I took to local politics early. I wrote a letter to then-Mayor Bill Campbell when I was 10 and tacked it to a bulletin board, hoping he’d walk by and see it. Six years later, when then-Mayor Shirley Franklin came to my high school, The Paideia School, she asked the student body who was interested in public service. I raised my hand and she actually called on me, asking what job I’d like to pursue.
“Yours,” I said.
That dream didn’t exactly pan out, but I stayed close — becoming a journalist that went to Ferguson in 2014, Selma in 2015, and by 2016 was covering the Presidential Election.
Growing up, I’d always heard the phrase — there’s Atlanta, and then there’s Georgia. I’d listen to adults talk about the prospect of Georgia flipping every state and national election, my entire life. But when it came down to it, I was used to Georgia being called for Republicans by dinner time.
But this year, not only has Georgia flipped blue, but the 2 Georgia senate races are headed to runoffs, and will decide the balance of power in Washington.
NPR estimated that about 158 million Americans voted in this year’s general election, 20 million more than in 2016. With 66.5 percent of eligible voters mailing in ballots or turning out at the polls, voter turnout was the highest it’s been since 1900. Even outside of Georgia, this election was historic in many ways.

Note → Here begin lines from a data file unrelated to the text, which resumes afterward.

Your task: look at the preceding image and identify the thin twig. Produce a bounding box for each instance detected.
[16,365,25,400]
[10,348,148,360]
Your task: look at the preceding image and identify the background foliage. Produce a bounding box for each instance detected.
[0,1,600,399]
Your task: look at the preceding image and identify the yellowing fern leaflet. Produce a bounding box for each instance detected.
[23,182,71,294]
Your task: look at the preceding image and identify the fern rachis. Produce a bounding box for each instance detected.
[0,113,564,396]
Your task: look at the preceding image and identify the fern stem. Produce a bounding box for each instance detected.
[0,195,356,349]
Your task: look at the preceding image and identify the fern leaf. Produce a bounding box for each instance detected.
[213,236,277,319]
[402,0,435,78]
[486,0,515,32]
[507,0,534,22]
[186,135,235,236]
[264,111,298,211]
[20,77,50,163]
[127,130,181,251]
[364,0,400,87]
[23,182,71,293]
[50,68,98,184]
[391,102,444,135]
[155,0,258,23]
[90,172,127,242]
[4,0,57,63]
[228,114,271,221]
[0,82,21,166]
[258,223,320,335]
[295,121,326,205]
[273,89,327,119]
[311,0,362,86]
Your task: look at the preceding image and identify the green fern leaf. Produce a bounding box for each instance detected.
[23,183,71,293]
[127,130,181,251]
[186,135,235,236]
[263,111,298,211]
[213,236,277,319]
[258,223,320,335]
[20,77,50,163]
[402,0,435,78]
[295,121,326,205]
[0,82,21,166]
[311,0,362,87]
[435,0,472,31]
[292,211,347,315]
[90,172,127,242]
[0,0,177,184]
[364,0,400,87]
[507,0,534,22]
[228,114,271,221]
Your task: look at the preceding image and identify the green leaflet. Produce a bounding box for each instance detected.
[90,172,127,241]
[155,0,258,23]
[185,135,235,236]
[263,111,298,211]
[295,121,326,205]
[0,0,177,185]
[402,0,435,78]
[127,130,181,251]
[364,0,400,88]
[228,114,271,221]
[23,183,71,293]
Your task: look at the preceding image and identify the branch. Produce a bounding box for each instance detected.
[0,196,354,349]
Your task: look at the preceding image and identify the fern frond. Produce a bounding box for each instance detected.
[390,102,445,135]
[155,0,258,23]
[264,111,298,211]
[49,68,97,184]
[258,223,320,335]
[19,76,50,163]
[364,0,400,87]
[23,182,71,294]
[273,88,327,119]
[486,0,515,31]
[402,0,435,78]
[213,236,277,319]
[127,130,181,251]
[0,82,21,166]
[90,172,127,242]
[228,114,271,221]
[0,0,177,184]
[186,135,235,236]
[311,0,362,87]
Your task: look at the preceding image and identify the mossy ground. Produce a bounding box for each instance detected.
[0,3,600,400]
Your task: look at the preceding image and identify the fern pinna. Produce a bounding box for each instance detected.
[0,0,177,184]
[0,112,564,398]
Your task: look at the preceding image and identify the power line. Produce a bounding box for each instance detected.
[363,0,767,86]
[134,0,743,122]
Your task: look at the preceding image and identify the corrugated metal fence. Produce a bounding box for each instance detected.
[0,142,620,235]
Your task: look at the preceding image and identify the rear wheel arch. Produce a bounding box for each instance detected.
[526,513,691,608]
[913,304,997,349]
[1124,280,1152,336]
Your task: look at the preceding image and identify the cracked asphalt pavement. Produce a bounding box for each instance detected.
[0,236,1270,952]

[6:30] News journalist: Turning back now to our election coverage over the past three-weeks. We have seen record early voting here in Georgia and it is not expected to slow down today.
News journalist: Good morning to you Michael, I just want to underline, uh, something here. I have lived in this state for more than 20 years and if Joe Biden is able to win this state, he will have accomplished something that we rarely see here.
News journalist: It’s official, Georgia has certified Joe Biden as the state’s 2020 winner after hand counting nearly five-million ballots. The Trump campaign has until Tuesday to request…
[7:03] Rembert Browne: When we started asking people why they thought GA flipped blue, more often than not the answer was Stacey Abrams, who has become a patron saint of voting rights since her 2018 loss.
But there are two things that Stacey Abrams has continuously reminded us of since this year’s general election. The first is that flipping Georgia blue is not something that happens overnight, over months, or even over a year. It takes years of collective effort, fighting on many fronts. The second is that this wasn’t her fight alone.
[7:34] Nse Ufot: I think that the work of organizing is organizing people or organizing resources to address an issue. And I say issue not necessarily in the negative way, but what is of importance? What are your hopes for yourself, for your family, for your community? What are your fears and concerns for yourself, for your family and your community?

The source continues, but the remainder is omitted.